What’s at Stake?
Here’s how custody battles will shape crypto’s future.
As proof-of-stake (PoS) enters into prominence with the completion of Ethereum’s “merge”, regulators such as the SEC and the Treasury Department’s Financial Crimes Enforcement Network (FinCEN) are taking interest. FinCEN has a history of regulating digital assets by enforcement and has previously applied Bank Secrecy Act (BSA) guidelines to BTC mining. Given this history, one can assume the next discussion could involve potential BSA obligations on staking–especially for stake pool operators (SPOs).
Although not legally binding, FinCEN’s 2019 guidance provides insight into the regulator’s approach to Money Service Business (MSB) regulation and cryptocurrencies. Section 5.4 addresses mining pool leaders and situations where they could be money transmitters subject to MSB regulation. Under this section, a mining pool leader is not a money transmitter if their relationship with the members of the mining pool is non-custodial, meaning the leader is not in control of others’ assets. Therefore, we can likely infer the custodial relationship between SPOs and staker’s will play a similar role in FinCEN’s impending interpretation of stake pools.
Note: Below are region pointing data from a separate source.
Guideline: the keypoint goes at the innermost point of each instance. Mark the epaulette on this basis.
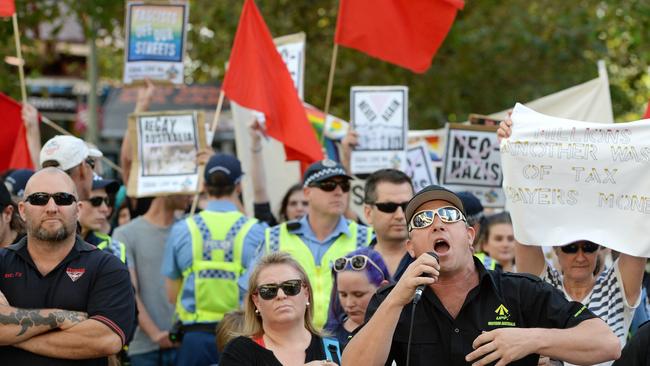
(524, 275)
(293, 225)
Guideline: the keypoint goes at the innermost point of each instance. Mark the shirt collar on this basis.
(342, 227)
(221, 206)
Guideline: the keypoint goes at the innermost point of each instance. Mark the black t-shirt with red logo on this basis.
(87, 280)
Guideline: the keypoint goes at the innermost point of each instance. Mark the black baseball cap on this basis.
(432, 193)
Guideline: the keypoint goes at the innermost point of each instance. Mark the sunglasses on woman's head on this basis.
(42, 198)
(390, 207)
(98, 200)
(330, 185)
(270, 290)
(357, 262)
(587, 247)
(447, 214)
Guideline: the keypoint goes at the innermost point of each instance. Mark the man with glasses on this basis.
(93, 217)
(61, 299)
(324, 234)
(468, 314)
(386, 195)
(73, 156)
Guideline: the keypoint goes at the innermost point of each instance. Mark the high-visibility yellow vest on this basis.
(279, 238)
(487, 261)
(111, 245)
(217, 246)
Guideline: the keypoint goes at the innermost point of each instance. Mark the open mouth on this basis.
(441, 246)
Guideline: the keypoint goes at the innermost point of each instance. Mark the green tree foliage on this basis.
(498, 51)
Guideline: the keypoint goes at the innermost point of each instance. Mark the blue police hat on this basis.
(225, 163)
(17, 180)
(322, 170)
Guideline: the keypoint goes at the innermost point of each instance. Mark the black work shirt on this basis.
(87, 280)
(500, 300)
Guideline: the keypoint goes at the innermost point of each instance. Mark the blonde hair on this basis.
(228, 328)
(252, 322)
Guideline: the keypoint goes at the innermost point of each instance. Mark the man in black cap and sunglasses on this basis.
(324, 234)
(93, 217)
(61, 299)
(468, 314)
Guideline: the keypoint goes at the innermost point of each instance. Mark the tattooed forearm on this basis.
(28, 318)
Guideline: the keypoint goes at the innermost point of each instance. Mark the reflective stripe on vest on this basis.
(112, 246)
(217, 245)
(278, 238)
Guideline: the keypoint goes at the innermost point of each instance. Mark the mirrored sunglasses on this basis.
(447, 214)
(357, 262)
(390, 207)
(587, 247)
(330, 185)
(270, 291)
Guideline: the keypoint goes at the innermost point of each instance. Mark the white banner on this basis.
(292, 49)
(379, 114)
(567, 180)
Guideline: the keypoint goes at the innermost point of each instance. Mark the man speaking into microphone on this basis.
(467, 314)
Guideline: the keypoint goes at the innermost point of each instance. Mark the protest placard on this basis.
(292, 49)
(379, 114)
(155, 41)
(165, 153)
(419, 166)
(567, 180)
(472, 163)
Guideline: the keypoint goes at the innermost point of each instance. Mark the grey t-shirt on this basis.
(145, 245)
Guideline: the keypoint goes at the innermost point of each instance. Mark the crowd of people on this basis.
(91, 276)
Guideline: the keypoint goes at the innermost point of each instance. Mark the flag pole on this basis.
(213, 128)
(330, 83)
(19, 53)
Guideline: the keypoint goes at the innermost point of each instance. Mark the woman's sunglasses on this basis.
(98, 200)
(330, 185)
(357, 262)
(447, 214)
(390, 207)
(42, 198)
(270, 290)
(587, 247)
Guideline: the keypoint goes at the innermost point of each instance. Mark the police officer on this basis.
(322, 235)
(93, 217)
(205, 256)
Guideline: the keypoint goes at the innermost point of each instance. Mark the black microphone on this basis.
(420, 289)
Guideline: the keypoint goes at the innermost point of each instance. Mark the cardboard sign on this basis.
(292, 50)
(379, 114)
(165, 152)
(419, 166)
(155, 41)
(472, 163)
(567, 180)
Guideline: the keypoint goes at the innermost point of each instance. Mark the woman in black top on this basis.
(278, 326)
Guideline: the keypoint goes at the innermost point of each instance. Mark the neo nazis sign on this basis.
(472, 156)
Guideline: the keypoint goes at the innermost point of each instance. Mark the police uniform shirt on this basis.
(87, 280)
(500, 300)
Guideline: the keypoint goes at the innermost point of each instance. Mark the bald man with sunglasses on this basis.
(324, 234)
(61, 299)
(468, 314)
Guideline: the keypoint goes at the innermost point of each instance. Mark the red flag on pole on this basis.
(14, 151)
(407, 33)
(257, 78)
(7, 8)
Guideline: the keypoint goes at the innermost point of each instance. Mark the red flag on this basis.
(14, 151)
(257, 78)
(7, 8)
(407, 33)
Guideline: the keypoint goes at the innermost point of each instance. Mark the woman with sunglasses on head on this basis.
(612, 294)
(278, 327)
(357, 276)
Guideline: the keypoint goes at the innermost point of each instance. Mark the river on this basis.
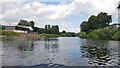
(68, 51)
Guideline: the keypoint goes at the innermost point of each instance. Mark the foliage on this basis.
(83, 35)
(9, 33)
(68, 34)
(48, 35)
(26, 23)
(2, 27)
(95, 22)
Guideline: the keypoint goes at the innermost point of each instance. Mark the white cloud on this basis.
(43, 14)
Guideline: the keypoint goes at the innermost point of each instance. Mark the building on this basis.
(20, 29)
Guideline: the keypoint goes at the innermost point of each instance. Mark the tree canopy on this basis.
(26, 23)
(95, 22)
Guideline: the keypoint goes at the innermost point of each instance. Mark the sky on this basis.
(68, 14)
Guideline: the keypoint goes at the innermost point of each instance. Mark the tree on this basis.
(24, 23)
(55, 29)
(32, 24)
(95, 22)
(63, 31)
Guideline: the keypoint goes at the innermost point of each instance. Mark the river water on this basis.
(68, 51)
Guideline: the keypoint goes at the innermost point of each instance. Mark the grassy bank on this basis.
(48, 35)
(103, 34)
(9, 33)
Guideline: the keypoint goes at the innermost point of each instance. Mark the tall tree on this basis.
(24, 23)
(32, 24)
(95, 22)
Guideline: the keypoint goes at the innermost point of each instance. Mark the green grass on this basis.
(48, 35)
(9, 33)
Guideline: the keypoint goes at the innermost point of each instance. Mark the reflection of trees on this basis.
(96, 54)
(51, 44)
(26, 45)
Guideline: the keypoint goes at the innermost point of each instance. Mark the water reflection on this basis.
(51, 45)
(98, 55)
(26, 45)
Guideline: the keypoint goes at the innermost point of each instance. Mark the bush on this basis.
(9, 33)
(83, 35)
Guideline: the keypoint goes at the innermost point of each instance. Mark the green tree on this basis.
(95, 22)
(32, 24)
(24, 23)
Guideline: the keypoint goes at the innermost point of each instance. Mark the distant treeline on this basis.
(48, 30)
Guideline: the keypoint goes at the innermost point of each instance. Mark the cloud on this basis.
(43, 13)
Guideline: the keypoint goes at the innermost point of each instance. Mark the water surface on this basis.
(68, 51)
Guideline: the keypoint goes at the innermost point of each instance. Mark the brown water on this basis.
(68, 51)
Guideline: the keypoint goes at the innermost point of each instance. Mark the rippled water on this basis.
(68, 51)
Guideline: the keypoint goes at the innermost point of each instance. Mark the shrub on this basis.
(83, 35)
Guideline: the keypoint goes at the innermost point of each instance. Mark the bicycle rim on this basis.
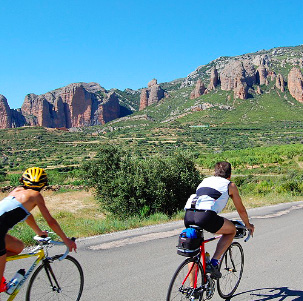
(231, 268)
(56, 280)
(181, 285)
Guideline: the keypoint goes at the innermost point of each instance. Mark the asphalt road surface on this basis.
(138, 264)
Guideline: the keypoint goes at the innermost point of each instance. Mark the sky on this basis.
(46, 45)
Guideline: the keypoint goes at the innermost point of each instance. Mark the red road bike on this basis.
(191, 282)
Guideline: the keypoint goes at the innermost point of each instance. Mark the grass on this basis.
(79, 215)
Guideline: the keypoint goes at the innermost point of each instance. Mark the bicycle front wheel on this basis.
(56, 280)
(187, 282)
(231, 268)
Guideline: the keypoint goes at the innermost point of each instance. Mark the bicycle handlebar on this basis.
(48, 241)
(248, 236)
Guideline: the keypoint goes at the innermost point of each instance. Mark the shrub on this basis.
(128, 186)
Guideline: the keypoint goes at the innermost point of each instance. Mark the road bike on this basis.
(58, 277)
(192, 282)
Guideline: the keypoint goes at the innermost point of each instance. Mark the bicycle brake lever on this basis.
(248, 236)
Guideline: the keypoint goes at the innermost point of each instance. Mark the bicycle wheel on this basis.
(56, 280)
(231, 267)
(182, 283)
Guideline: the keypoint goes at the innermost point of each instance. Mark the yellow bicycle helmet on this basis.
(34, 178)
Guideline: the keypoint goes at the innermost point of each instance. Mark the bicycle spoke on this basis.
(231, 267)
(187, 282)
(66, 281)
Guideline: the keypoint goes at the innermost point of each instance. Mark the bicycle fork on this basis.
(51, 276)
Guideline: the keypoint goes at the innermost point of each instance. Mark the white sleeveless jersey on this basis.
(212, 194)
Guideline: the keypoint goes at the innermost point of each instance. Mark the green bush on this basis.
(128, 186)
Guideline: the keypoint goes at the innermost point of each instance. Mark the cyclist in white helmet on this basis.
(210, 199)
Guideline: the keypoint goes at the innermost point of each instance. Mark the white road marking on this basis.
(137, 239)
(176, 232)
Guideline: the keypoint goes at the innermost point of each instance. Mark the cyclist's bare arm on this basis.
(234, 194)
(54, 224)
(32, 223)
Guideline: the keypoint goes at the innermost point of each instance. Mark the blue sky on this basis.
(46, 45)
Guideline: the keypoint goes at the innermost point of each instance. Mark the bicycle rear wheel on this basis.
(182, 283)
(231, 268)
(56, 280)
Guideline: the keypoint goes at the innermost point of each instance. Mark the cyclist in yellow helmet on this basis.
(16, 207)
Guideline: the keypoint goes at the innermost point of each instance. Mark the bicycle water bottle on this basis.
(15, 281)
(207, 257)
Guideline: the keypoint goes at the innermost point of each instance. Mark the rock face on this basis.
(199, 90)
(75, 105)
(261, 75)
(280, 83)
(295, 84)
(153, 94)
(238, 76)
(214, 79)
(5, 113)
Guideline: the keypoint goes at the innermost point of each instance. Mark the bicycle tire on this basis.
(56, 280)
(178, 291)
(231, 268)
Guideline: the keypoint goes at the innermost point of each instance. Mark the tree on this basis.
(126, 185)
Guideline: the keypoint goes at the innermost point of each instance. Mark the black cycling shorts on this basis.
(206, 219)
(7, 221)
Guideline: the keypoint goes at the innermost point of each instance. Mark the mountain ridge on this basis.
(85, 104)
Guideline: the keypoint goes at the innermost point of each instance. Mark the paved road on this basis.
(138, 264)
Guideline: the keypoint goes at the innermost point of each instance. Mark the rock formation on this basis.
(5, 113)
(238, 75)
(214, 79)
(261, 75)
(199, 90)
(295, 84)
(75, 105)
(240, 88)
(280, 83)
(153, 94)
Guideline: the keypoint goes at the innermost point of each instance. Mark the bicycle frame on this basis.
(201, 256)
(40, 254)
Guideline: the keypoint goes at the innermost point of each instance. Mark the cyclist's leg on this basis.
(13, 245)
(228, 231)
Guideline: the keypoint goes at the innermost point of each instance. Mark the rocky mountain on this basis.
(76, 105)
(85, 104)
(246, 74)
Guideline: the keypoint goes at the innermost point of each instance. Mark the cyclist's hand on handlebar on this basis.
(43, 234)
(71, 245)
(251, 228)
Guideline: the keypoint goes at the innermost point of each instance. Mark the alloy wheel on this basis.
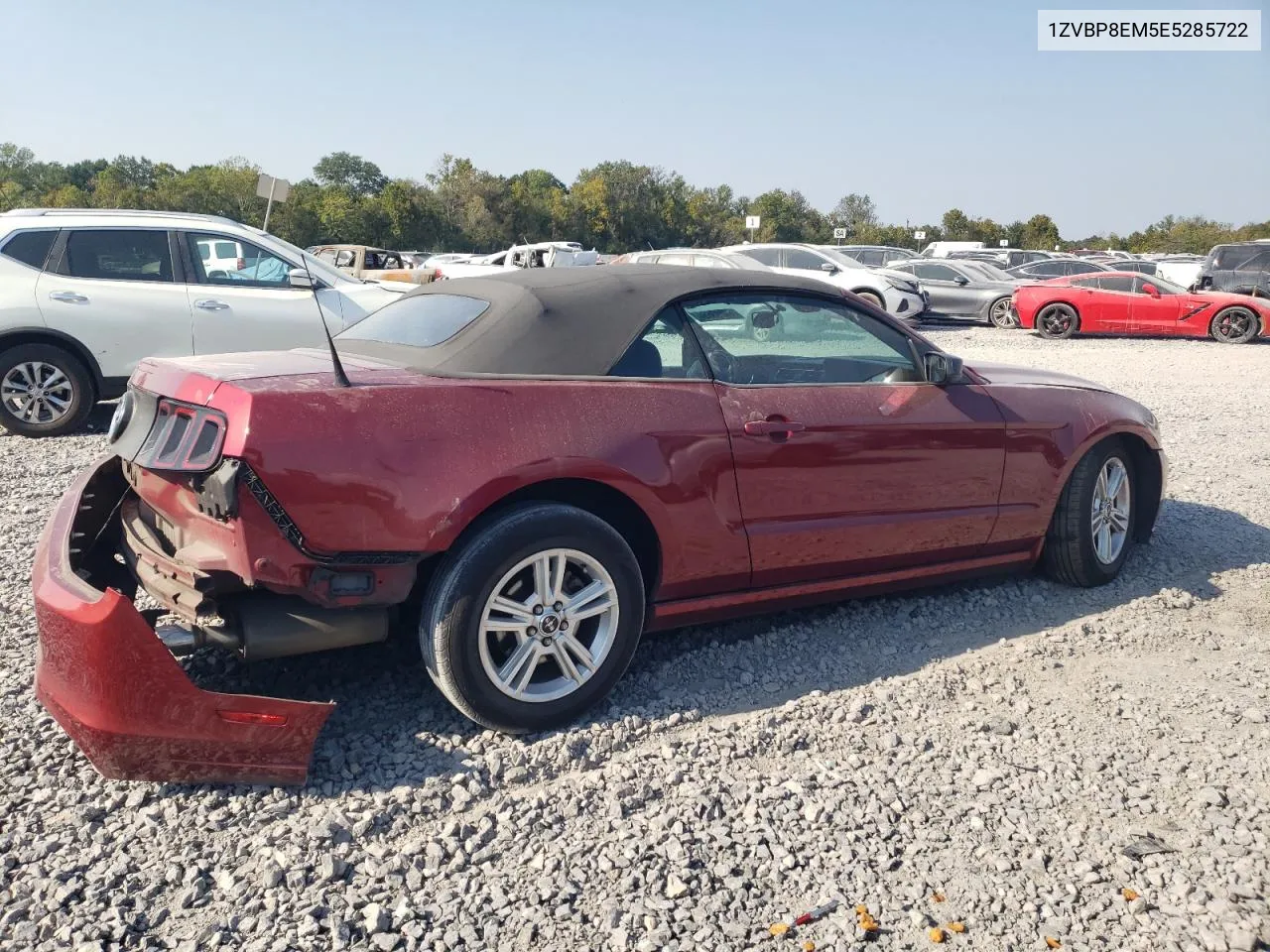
(1002, 313)
(549, 625)
(1056, 321)
(1233, 324)
(39, 393)
(1109, 511)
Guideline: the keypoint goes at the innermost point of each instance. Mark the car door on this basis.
(1153, 313)
(847, 462)
(254, 307)
(116, 291)
(1107, 304)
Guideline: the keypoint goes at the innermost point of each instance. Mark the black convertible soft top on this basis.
(562, 321)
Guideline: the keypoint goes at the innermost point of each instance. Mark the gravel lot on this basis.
(997, 744)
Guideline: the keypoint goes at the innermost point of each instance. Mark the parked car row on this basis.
(86, 294)
(1129, 302)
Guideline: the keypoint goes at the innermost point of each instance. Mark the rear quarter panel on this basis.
(409, 466)
(1048, 429)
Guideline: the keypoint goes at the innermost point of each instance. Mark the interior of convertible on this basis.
(757, 339)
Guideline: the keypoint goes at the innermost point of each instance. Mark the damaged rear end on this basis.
(180, 512)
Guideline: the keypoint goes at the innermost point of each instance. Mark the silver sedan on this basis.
(964, 290)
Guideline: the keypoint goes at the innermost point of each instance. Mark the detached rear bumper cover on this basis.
(121, 696)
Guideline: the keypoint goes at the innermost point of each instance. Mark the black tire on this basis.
(1057, 321)
(874, 298)
(449, 627)
(1234, 325)
(1070, 555)
(1002, 315)
(77, 390)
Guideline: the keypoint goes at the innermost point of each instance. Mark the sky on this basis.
(922, 104)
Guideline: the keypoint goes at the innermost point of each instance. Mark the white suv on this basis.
(892, 291)
(85, 294)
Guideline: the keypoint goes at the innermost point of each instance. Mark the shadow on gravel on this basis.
(393, 728)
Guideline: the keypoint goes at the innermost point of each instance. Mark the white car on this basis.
(695, 258)
(544, 254)
(896, 293)
(86, 294)
(1182, 270)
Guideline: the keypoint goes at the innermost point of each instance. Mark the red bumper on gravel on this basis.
(113, 687)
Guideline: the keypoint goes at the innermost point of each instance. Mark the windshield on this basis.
(838, 258)
(989, 270)
(317, 266)
(418, 320)
(739, 261)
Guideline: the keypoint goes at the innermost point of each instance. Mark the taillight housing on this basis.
(183, 438)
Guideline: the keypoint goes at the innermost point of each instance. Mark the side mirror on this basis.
(942, 368)
(300, 278)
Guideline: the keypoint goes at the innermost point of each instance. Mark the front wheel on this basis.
(874, 298)
(45, 391)
(1234, 325)
(535, 619)
(1092, 527)
(1057, 321)
(1002, 313)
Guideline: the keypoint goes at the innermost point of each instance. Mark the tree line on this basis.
(615, 206)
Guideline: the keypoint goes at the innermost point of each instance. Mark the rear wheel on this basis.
(1234, 325)
(873, 298)
(1092, 527)
(45, 391)
(1002, 315)
(535, 619)
(1057, 321)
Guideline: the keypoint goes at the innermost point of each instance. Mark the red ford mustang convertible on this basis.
(529, 471)
(1127, 302)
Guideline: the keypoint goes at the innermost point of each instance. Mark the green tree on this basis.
(788, 216)
(856, 213)
(352, 173)
(956, 225)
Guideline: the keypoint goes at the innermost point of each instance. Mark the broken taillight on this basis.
(183, 438)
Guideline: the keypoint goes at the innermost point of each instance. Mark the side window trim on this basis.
(916, 352)
(690, 334)
(49, 255)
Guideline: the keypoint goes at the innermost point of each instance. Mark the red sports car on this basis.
(526, 472)
(1128, 302)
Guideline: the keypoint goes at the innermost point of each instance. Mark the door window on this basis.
(259, 268)
(1116, 282)
(803, 259)
(771, 339)
(118, 254)
(665, 349)
(935, 272)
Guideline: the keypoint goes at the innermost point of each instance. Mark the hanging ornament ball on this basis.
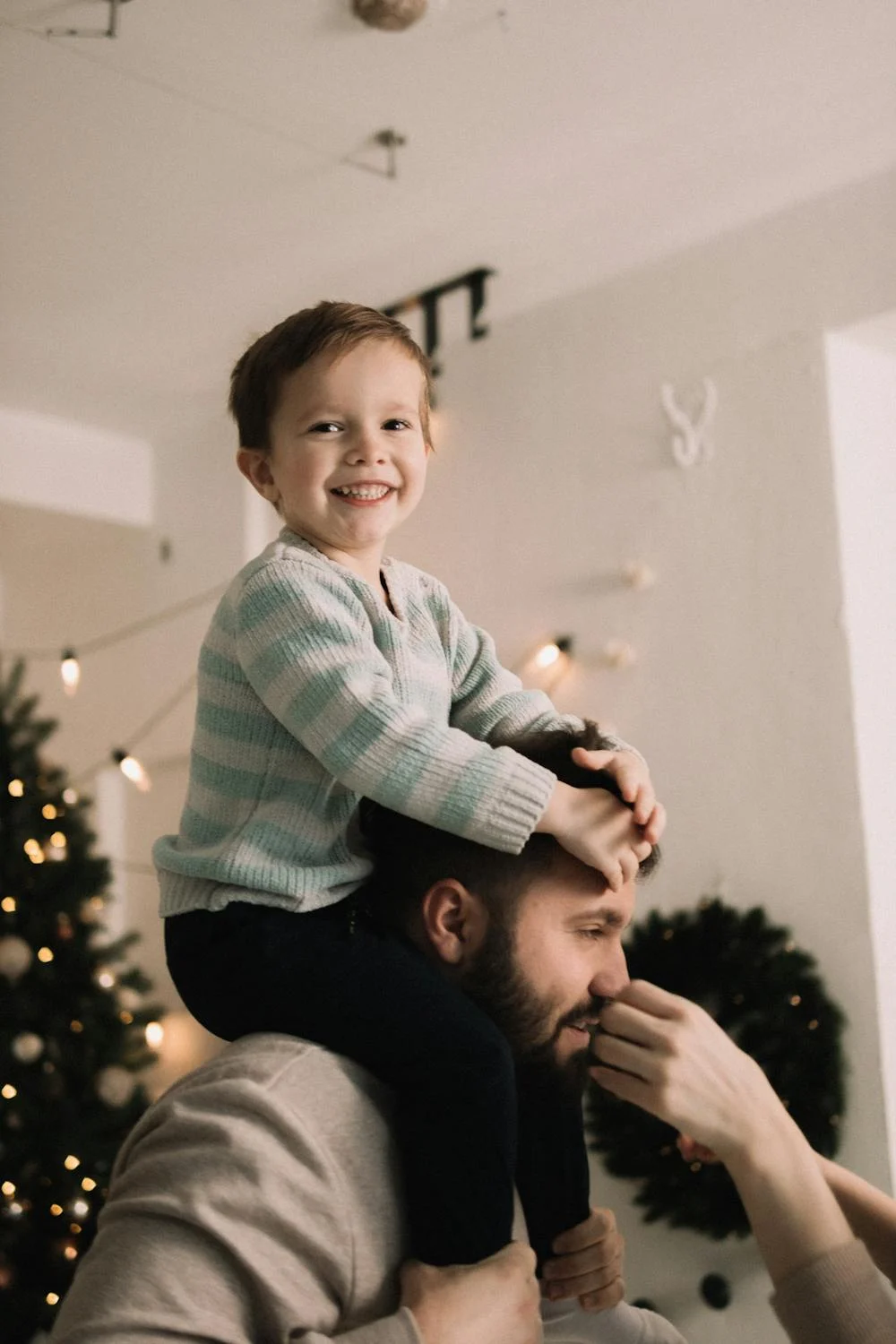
(390, 15)
(27, 1047)
(116, 1085)
(15, 957)
(715, 1290)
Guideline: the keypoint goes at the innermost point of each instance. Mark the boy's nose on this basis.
(367, 448)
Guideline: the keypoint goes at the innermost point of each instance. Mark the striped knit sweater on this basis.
(312, 694)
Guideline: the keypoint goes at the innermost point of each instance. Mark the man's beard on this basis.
(495, 983)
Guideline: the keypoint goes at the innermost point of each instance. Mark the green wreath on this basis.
(767, 995)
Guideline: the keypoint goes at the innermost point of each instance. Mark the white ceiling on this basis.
(171, 193)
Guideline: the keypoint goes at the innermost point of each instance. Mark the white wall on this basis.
(861, 373)
(555, 470)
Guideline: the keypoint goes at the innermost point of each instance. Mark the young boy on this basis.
(332, 672)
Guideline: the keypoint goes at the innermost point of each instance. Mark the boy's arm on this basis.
(304, 650)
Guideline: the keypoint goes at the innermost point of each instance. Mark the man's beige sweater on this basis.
(258, 1203)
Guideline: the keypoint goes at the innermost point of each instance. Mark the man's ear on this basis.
(454, 921)
(255, 467)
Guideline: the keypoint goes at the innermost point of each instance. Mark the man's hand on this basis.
(633, 776)
(589, 1263)
(492, 1303)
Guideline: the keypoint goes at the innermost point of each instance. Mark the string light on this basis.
(70, 671)
(132, 769)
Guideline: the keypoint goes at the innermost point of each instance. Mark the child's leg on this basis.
(552, 1160)
(366, 994)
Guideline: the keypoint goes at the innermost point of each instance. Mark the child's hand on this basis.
(589, 1263)
(633, 776)
(597, 830)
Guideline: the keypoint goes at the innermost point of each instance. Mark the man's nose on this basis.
(613, 976)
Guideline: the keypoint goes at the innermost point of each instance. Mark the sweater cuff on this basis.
(400, 1328)
(837, 1297)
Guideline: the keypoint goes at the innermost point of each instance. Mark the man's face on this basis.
(546, 978)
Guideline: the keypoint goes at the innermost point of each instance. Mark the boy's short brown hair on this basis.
(330, 328)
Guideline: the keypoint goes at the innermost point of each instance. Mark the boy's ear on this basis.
(255, 467)
(454, 921)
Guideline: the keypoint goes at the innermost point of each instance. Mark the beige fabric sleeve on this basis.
(840, 1298)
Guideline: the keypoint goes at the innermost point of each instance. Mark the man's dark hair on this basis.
(410, 857)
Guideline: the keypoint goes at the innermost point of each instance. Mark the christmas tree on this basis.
(73, 1026)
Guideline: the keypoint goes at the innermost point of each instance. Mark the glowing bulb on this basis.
(155, 1034)
(132, 769)
(70, 671)
(547, 656)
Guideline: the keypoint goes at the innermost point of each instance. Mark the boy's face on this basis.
(349, 457)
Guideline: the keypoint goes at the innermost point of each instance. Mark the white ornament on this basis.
(15, 957)
(27, 1047)
(390, 15)
(619, 655)
(692, 440)
(116, 1085)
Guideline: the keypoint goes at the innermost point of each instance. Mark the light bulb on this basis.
(155, 1034)
(70, 671)
(132, 769)
(547, 656)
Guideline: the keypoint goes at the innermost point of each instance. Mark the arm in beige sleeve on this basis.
(228, 1223)
(871, 1214)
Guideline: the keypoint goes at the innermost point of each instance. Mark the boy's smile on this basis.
(349, 452)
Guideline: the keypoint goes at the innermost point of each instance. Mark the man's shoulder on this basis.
(273, 1070)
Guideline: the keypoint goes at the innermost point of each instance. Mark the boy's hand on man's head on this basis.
(598, 830)
(589, 1263)
(633, 776)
The nature of custodial relationships can vary greatly depending on the PoS network. Some staking mechanisms allow non-custodial–assets to remain in the staker’s wallet, providing complete autonomy. Other staking pools require custodial relationships, such as turning over private keys. This relationship will likely be a major factor in FinCEN’s analysis of staking pools for MSB purposes.
What does this mean? If a staking pool operator is in essence hosting a wallet they would very likely be deemed a money transmitter, necessitating the acquisition of a Money Transmitter’s License.
How exactly this will play out is unclear, but it is important for the industry and SPOs to start preemptively considering these interpretations and taking steps to ensure any pending regulatory interpretations from FinCEN do not cause a chilling effect on staking pools. Failing to do so could create some less than ideal situations for operators and participants alike.
To comply with BSA obligations an entity–in this case the staking pool operator–would have to complete KYC (Know Your Customer) verification of its stakers. Detailed and consistent record keeping of pool activity would likely be required as well, possibly necessitating human intermediaries to vet stakers joining the pool. This type of data collection violates one of the fundamental principles of cryptocurrencies; the establishment of trustless peer-to-peer networks governed by code rather than fallible human intermediaries. Indeed, there is no legitimate business or regulatory purpose for a SPO to need the personal information provided by KYC compliance, because only a staking address or wallet address is necessary for the operation of the protocol and because the public ledger reduces information asymmetries. This is unlike traditional financial systems which require personal information to conduct transactions. Essentially, this collection of data would serve no purpose but to satisfy government audits when prompted.
A proactive and realistic approach to these regulatory concerns is likely to prove wise. The fact remains regulators and legacy financial institutions would love nothing more than to see crypto bend and adhere to the traditions built deep into the foundations of Wall Street. We must remain cognizant of this and stay light on our feet; lest we become what we have fought to leave behind.